As we continue our 61st year in business, we have taken dramatic steps to strengthen the ties formed decades ago by Sturgeon, and to build some new ones, as well. India’s elevator industry had no magazine until six years ago, when Elevator World, Inc. and Virgo Publications became partners. Now, there are more than 8,000 subscribers to EW India. In South America, Sturgeon encouraged Carmen Maldacena to write for EW, as well as Subir & Bajar, the Argentinean magazine, so she did, traveling all over the continent to report on the Latin American industry from her base in Argentina. Recently, Maldacena came to us to encourage a partnership with that magazine, produced by the association Camara de Ascensores y Afines. In China, our longtime correspondent Peng Jie recently produced EW China for the World Elevator & Escalator Expo in May. He is another international correspondent who, as a young man, met Sturgeon and was influenced to bring our worlds closer.

Lastly, but maybe most importantly, Elevator World has purchased the Turkish magazine Asansör Dünyası, which means “Elevator World” in Turkish. Many years ago, my father met the publisher of this magazine, encouraged him and gave him permission to use the name in exchange for an information flow from Turkey. When his daughter, Yelda Beray, decided to sell the magazine, she came to us first. Sturgeon’s grandson and my son, T.Bruce MacKinnon, had met with the Turkish magazine’s principals a number of times at expos in Istanbul, and he led the charge for Elevator World to establish a branch in Istanbul and cement the deal. Support for the purchase came quickly from local associations and companies. The complete write-up on the acquisition is in this issue accompanied by an exploration of the Turkish market and a history of Asansör Dünyası (P. 38).

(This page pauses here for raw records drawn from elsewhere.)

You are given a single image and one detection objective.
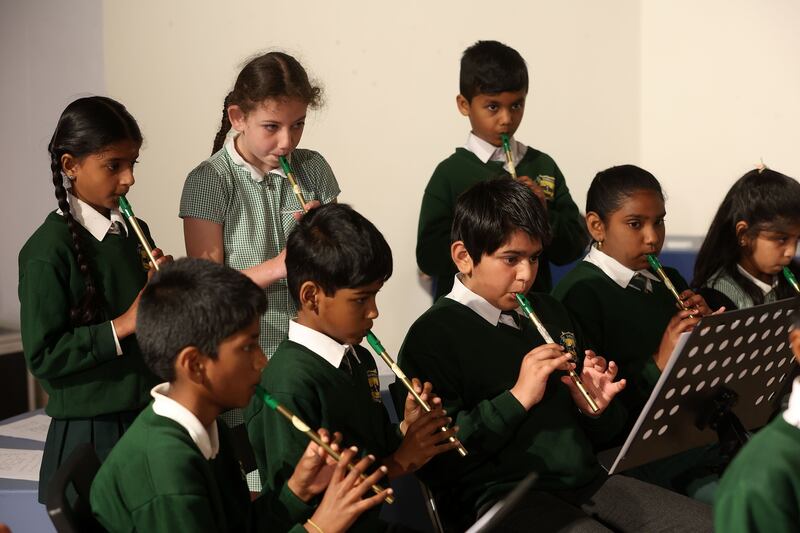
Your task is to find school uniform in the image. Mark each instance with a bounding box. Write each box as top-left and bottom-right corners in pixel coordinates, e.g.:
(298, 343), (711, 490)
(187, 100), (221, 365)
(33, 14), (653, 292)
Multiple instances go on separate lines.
(416, 133), (589, 299)
(90, 383), (311, 533)
(714, 378), (800, 533)
(19, 194), (157, 502)
(245, 321), (402, 531)
(398, 277), (710, 531)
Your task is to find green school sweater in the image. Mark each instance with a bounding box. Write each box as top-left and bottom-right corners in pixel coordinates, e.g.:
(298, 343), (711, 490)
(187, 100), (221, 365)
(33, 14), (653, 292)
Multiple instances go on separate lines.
(396, 294), (624, 510)
(417, 147), (589, 299)
(90, 405), (311, 533)
(245, 340), (401, 531)
(714, 416), (800, 533)
(19, 212), (157, 418)
(553, 261), (687, 437)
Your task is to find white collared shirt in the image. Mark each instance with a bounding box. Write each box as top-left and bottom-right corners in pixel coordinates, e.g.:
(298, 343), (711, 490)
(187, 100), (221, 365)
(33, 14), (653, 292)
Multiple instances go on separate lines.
(150, 383), (219, 460)
(736, 263), (780, 295)
(783, 377), (800, 429)
(56, 188), (128, 356)
(289, 320), (361, 368)
(56, 192), (128, 242)
(445, 274), (524, 329)
(464, 132), (528, 170)
(225, 129), (292, 183)
(583, 246), (661, 291)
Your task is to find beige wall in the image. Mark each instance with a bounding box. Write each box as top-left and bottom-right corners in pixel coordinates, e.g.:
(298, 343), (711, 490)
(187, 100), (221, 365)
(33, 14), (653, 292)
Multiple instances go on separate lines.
(104, 0), (640, 353)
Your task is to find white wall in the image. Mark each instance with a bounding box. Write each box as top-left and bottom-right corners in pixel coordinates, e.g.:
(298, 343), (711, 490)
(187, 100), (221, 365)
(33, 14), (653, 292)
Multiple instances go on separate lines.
(0, 0), (105, 326)
(105, 0), (640, 354)
(641, 0), (800, 235)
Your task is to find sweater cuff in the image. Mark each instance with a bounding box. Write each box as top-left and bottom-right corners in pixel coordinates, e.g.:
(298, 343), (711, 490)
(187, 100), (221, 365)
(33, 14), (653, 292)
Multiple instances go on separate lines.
(278, 483), (314, 524)
(89, 320), (117, 362)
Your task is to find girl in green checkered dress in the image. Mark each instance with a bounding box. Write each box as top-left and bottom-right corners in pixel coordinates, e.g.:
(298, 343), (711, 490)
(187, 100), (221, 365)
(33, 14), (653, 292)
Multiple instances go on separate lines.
(692, 167), (800, 309)
(19, 96), (170, 502)
(180, 52), (339, 356)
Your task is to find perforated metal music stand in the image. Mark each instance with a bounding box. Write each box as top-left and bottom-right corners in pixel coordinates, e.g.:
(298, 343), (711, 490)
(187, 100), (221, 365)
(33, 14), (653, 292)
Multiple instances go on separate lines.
(608, 298), (797, 475)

The focus topic this month is on equipment for the field. A great Continuing Education article by Rob Wurth talks about the Wurtec False Car — how to install and use it — with excellent graphics. Wurth highlights its safety systems and includes inspection tips and schedules. Also focusing on safety in the field, Paul Waters notes that little has changed in the approach OSHA takes to our industry. He says it continues to be “all stick and no carrots,” with OSHA giving no emphasis to voluntary change, only to punishment.

Association and company events fill this month’s issue. U.S. contractors gathered in Tampa for education at the spring event of the National Association of Elevator Contractors (NAEC). Their Spring Educational Conference broke all previous attendance records, which bodes well for the industry in the U.S. In Europe, more than 100 industry leaders met in Amsterdam for the European Lift Association Conference, which focused on “A Safe Ride at the Heart of the Building.” Meanwhile, in Germany, ThyssenKrupp Elevator is building a very modern-looking test tower, designed by German-American architect Helmut Jahn, in the middle of an ancient town, Rottweil. It will be the second-tallest structure in Germany. In the U.K., Shorts Lifts celebrated 65 years in the industry with an “open day,” in which the Bradford, U.K. manufacturer brought its products to a beautiful site near Canary Wharf in London. In Mumbai, the International Elevator & Escalator Expo had more than 10,000 visitors and 175 exhibitors. In its fifth year, this event has continued to draw industry members, as well as building developers to exhibits and technical sessions. This event had a unique exhibit: a “Memorial Wall” featuring posters of elevator-industry leaders who have passed away in recent years. Of the 10 featured veterans, most were Indian; however, one was European, and three were from the U.S. — George Strakosch, Quentin Bates and Sturgeon — proving once more that the elevator industry is truly “a small world after all”!